The question is shifting from ‘are you compliant?’ to ‘can you evidence compliance as a system - fast?’
This chapter summarises regulatory signal patterns. It does not provide legal advice.
In the GPPI 2025 compliance signals dataset (n=80), the most common themes are data privacy/data protection (72.5%) and consumer protection/advertising standards (66.3%). Identity verification themes appear less frequently (3.8%), but are disproportionately important when fraud risk rises.
Source: GPPI compliance signals dataset (2025). Theme prevalence is the share of captured regulatory signals containing the theme.
The chart above is intentionally simple: it shows what regulators and public agencies are most often acting on in captured signals.
For portals, the implication is practical: if data privacy and consumer protection dominate, then marketing, tracking, personalization, and ad products need auditable controls - not just policies.

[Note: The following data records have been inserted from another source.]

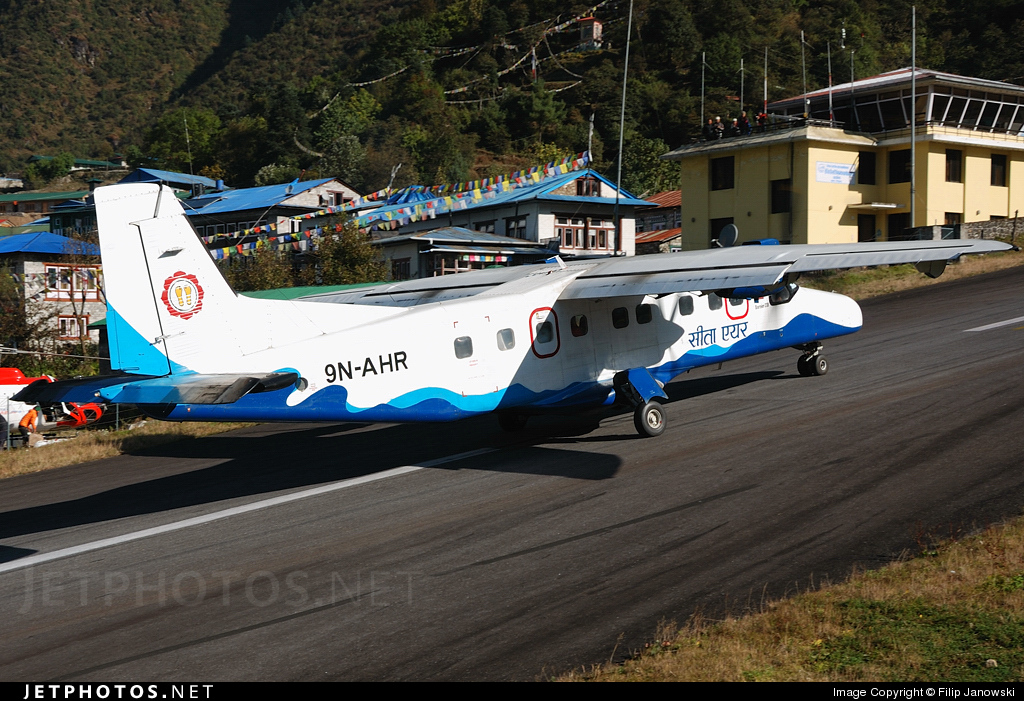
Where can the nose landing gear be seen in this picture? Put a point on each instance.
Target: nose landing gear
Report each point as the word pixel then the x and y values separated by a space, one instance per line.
pixel 812 361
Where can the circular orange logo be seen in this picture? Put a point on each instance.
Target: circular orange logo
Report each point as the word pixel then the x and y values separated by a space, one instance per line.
pixel 182 295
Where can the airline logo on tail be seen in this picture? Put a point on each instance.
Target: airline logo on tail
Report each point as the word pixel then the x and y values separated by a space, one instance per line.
pixel 182 295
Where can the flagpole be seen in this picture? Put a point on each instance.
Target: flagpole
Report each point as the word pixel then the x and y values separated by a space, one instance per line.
pixel 622 128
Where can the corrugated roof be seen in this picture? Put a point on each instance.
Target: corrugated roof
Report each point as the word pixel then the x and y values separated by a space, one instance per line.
pixel 541 190
pixel 672 199
pixel 902 77
pixel 42 196
pixel 170 177
pixel 46 243
pixel 248 198
pixel 657 236
pixel 459 234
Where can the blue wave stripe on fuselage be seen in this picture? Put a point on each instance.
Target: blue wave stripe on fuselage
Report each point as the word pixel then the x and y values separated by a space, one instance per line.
pixel 436 404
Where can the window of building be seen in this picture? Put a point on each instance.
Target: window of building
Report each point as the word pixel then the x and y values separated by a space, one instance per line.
pixel 644 313
pixel 506 339
pixel 865 227
pixel 954 165
pixel 899 166
pixel 73 326
pixel 722 173
pixel 717 225
pixel 866 168
pixel 400 268
pixel 569 230
pixel 515 227
pixel 781 195
pixel 898 224
pixel 463 347
pixel 588 187
pixel 998 170
pixel 62 281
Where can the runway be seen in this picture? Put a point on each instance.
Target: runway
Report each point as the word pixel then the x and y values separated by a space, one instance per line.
pixel 457 552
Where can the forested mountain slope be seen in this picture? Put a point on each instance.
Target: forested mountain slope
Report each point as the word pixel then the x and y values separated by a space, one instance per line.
pixel 269 89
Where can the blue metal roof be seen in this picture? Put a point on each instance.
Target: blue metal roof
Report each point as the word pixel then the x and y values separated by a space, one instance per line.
pixel 45 242
pixel 539 190
pixel 459 234
pixel 154 175
pixel 248 198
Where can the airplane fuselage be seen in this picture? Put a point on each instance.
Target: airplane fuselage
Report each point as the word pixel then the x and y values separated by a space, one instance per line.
pixel 449 360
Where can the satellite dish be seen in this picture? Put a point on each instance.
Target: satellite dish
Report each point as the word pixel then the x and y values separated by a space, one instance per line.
pixel 728 235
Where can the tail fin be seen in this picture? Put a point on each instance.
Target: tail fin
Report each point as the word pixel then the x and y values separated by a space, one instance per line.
pixel 166 300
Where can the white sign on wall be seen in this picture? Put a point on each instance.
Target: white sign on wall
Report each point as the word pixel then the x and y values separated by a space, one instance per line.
pixel 838 173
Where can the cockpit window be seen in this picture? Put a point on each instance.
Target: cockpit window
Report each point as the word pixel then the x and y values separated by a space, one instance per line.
pixel 506 339
pixel 463 347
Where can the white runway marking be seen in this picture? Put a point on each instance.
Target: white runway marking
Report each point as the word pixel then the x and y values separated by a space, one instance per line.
pixel 235 511
pixel 996 324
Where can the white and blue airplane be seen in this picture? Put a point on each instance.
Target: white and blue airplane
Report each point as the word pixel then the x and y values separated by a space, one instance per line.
pixel 515 341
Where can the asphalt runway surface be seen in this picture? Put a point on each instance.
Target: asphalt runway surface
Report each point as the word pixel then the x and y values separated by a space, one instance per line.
pixel 456 552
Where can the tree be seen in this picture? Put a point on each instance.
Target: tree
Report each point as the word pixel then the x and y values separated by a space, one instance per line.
pixel 174 149
pixel 345 257
pixel 266 269
pixel 42 172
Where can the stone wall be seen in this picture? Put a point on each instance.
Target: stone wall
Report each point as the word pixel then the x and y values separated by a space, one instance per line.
pixel 993 228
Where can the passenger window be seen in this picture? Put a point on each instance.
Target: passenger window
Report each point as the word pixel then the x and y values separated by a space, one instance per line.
pixel 545 333
pixel 463 347
pixel 644 314
pixel 506 339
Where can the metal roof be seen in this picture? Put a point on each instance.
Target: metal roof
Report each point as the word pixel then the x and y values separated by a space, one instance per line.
pixel 541 190
pixel 459 234
pixel 657 236
pixel 43 196
pixel 489 251
pixel 170 177
pixel 249 198
pixel 45 242
pixel 901 77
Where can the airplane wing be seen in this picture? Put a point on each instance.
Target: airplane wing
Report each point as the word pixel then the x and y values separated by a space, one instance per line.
pixel 714 269
pixel 173 389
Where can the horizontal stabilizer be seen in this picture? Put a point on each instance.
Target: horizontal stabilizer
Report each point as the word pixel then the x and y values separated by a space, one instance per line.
pixel 79 390
pixel 197 389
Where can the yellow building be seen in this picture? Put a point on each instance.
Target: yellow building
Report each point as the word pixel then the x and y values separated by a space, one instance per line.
pixel 843 173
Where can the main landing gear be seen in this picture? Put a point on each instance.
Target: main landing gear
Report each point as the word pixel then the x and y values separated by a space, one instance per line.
pixel 812 361
pixel 642 391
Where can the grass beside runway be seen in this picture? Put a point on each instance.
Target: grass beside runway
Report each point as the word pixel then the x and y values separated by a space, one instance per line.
pixel 94 445
pixel 861 283
pixel 953 613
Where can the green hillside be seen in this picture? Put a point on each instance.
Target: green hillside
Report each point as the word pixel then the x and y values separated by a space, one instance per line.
pixel 269 85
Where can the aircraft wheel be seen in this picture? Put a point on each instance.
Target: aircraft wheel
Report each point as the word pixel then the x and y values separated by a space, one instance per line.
pixel 649 420
pixel 818 364
pixel 512 423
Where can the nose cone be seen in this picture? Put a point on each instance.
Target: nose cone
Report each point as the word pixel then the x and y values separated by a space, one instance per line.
pixel 845 312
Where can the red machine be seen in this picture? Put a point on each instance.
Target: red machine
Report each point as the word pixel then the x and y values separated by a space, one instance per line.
pixel 66 415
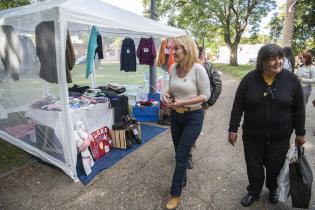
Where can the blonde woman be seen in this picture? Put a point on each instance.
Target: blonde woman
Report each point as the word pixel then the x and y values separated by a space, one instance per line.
pixel 188 88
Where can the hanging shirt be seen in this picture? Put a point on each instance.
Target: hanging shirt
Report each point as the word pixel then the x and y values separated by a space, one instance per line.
pixel 46 51
pixel 162 55
pixel 10 50
pixel 70 58
pixel 99 48
pixel 91 51
pixel 146 51
pixel 128 55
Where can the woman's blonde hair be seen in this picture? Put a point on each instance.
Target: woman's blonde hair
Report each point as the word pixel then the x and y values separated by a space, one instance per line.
pixel 190 51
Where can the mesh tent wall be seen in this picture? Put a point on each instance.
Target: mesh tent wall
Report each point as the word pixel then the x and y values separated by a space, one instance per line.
pixel 17 96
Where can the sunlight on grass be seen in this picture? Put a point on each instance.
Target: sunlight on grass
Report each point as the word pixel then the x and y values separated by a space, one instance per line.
pixel 236 71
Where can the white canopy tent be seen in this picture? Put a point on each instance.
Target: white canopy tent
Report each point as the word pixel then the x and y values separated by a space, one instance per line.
pixel 17 96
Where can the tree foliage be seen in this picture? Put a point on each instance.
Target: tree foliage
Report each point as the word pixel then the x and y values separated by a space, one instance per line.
pixel 304 26
pixel 225 18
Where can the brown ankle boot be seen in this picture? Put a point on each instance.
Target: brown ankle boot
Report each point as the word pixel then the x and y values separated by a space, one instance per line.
pixel 173 203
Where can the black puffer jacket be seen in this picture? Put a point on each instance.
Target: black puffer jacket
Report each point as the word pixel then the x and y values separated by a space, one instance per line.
pixel 267 117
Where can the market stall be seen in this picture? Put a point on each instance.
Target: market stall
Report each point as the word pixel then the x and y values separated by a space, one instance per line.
pixel 34 87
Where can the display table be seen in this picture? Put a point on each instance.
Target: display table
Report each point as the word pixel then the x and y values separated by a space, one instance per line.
pixel 94 116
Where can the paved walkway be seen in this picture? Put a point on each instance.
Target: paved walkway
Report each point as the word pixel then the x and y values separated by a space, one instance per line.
pixel 142 180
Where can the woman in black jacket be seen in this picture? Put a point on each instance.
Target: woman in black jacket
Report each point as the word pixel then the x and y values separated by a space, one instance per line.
pixel 272 102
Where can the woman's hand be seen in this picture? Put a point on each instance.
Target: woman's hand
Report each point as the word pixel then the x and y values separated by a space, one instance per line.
pixel 176 103
pixel 166 98
pixel 299 140
pixel 232 138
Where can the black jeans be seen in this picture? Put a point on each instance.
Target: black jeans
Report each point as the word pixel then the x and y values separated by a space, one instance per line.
pixel 185 129
pixel 260 154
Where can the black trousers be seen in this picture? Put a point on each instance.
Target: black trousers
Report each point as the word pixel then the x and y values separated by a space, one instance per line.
pixel 260 155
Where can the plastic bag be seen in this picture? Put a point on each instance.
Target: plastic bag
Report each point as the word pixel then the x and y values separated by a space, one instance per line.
pixel 284 176
pixel 301 178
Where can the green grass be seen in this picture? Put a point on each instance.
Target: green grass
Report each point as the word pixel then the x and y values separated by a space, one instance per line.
pixel 11 156
pixel 236 71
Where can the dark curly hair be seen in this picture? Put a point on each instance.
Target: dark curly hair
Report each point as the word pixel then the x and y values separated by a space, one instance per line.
pixel 266 52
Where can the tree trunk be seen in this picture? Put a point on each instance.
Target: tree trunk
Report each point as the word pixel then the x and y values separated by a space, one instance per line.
pixel 288 28
pixel 233 55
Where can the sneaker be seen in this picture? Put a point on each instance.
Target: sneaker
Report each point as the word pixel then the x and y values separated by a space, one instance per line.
pixel 172 203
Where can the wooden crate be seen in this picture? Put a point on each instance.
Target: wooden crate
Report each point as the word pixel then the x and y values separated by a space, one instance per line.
pixel 119 137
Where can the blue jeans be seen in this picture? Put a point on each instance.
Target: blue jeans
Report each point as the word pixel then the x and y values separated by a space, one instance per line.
pixel 185 129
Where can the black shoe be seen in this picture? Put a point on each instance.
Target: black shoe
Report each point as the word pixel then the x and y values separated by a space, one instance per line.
pixel 190 165
pixel 274 196
pixel 248 199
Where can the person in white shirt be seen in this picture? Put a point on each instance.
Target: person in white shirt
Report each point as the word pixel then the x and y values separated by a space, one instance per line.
pixel 306 74
pixel 189 87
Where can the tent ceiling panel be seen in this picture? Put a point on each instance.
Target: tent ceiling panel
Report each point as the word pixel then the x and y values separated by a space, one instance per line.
pixel 92 12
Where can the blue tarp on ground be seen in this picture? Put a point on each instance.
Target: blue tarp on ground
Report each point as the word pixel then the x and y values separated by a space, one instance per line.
pixel 147 133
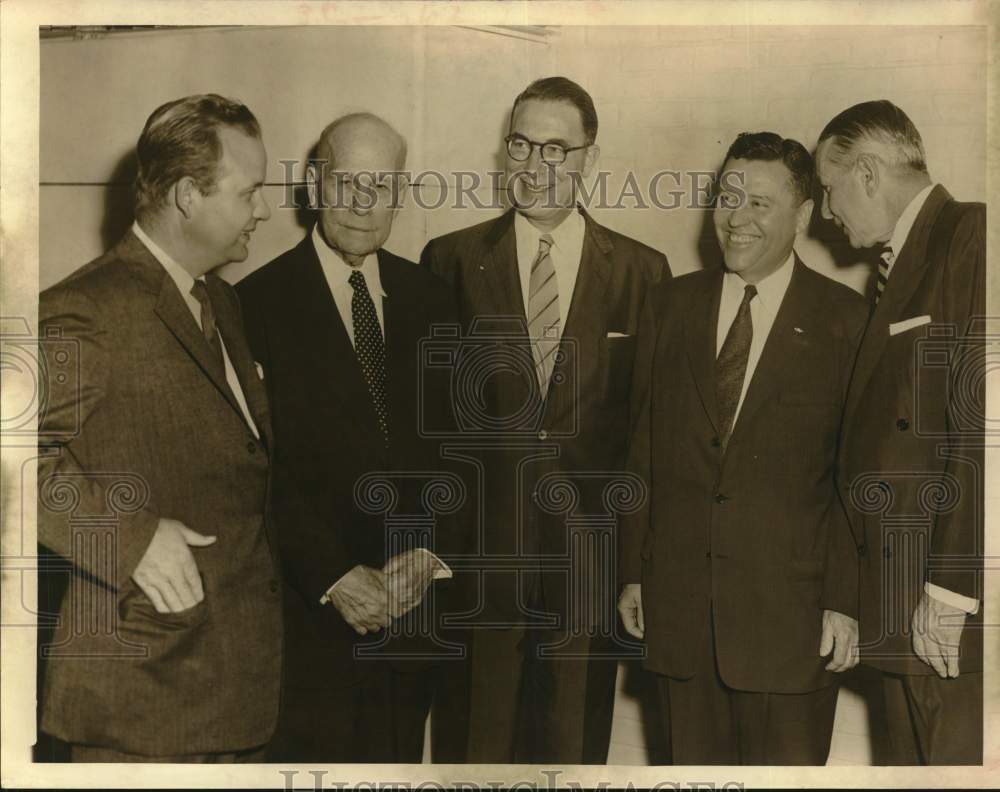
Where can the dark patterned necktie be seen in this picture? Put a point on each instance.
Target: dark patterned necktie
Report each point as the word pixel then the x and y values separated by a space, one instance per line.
pixel 731 365
pixel 208 326
pixel 370 347
pixel 885 261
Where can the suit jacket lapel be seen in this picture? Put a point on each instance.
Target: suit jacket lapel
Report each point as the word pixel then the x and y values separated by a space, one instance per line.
pixel 700 333
pixel 501 265
pixel 906 275
pixel 230 326
pixel 776 360
pixel 173 311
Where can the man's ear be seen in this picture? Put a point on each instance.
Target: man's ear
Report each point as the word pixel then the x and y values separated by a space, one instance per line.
pixel 866 168
pixel 186 196
pixel 590 159
pixel 803 215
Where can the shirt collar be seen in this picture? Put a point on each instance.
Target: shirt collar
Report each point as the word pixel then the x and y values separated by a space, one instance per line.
pixel 565 236
pixel 907 219
pixel 339 271
pixel 178 274
pixel 771 290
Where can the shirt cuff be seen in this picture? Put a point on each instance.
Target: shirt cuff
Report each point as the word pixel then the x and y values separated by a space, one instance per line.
pixel 969 604
pixel 326 597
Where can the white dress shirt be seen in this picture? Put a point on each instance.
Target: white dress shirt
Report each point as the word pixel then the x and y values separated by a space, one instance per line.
pixel 899 234
pixel 337 271
pixel 185 283
pixel 763 308
pixel 566 251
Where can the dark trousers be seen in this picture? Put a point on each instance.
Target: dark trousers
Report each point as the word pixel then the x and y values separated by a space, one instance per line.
pixel 710 723
pixel 508 702
pixel 933 721
pixel 379 720
pixel 92 753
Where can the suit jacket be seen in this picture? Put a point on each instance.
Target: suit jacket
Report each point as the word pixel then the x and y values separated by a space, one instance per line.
pixel 912 457
pixel 751 540
pixel 139 425
pixel 526 449
pixel 328 438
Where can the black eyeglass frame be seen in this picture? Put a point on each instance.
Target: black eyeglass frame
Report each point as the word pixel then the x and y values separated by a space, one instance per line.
pixel 533 144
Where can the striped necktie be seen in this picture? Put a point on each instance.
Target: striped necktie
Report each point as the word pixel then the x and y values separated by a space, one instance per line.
pixel 885 262
pixel 543 313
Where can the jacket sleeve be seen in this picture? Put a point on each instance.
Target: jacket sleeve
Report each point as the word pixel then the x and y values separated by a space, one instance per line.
pixel 75 363
pixel 956 552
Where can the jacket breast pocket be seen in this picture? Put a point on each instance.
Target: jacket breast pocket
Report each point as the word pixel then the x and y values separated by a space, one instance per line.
pixel 619 352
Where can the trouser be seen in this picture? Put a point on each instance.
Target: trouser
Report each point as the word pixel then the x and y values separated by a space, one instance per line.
pixel 710 723
pixel 93 753
pixel 934 721
pixel 379 720
pixel 508 701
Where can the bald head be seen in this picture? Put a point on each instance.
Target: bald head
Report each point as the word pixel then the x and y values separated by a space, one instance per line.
pixel 362 136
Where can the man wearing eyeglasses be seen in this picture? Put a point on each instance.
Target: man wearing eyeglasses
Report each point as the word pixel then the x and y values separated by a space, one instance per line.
pixel 558 297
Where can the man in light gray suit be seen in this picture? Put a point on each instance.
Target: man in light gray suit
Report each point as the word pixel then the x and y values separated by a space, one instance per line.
pixel 167 431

Where identity verification appears less frequently, the risk is asymmetric: when fraud spikes, the expectation for identity and provenance controls arrives quickly, often via enforcement and media pressure.
Inventory what you would struggle to evidence quickly (ranking logic, paid vs organic, consent and tracking, fraud escalation). Define the minimum ‘evidence pack’ for board and regulator questions.
Ship one evidence-ready improvement: e.g., a ranking explainer, a consent data export, an audit trail for AI-generated content, or a verified escalation workflow.
Institutionalize: assign accountable owners, create recurring reviews, and integrate trust/compliance signals into product OKRs (not just legal reviews).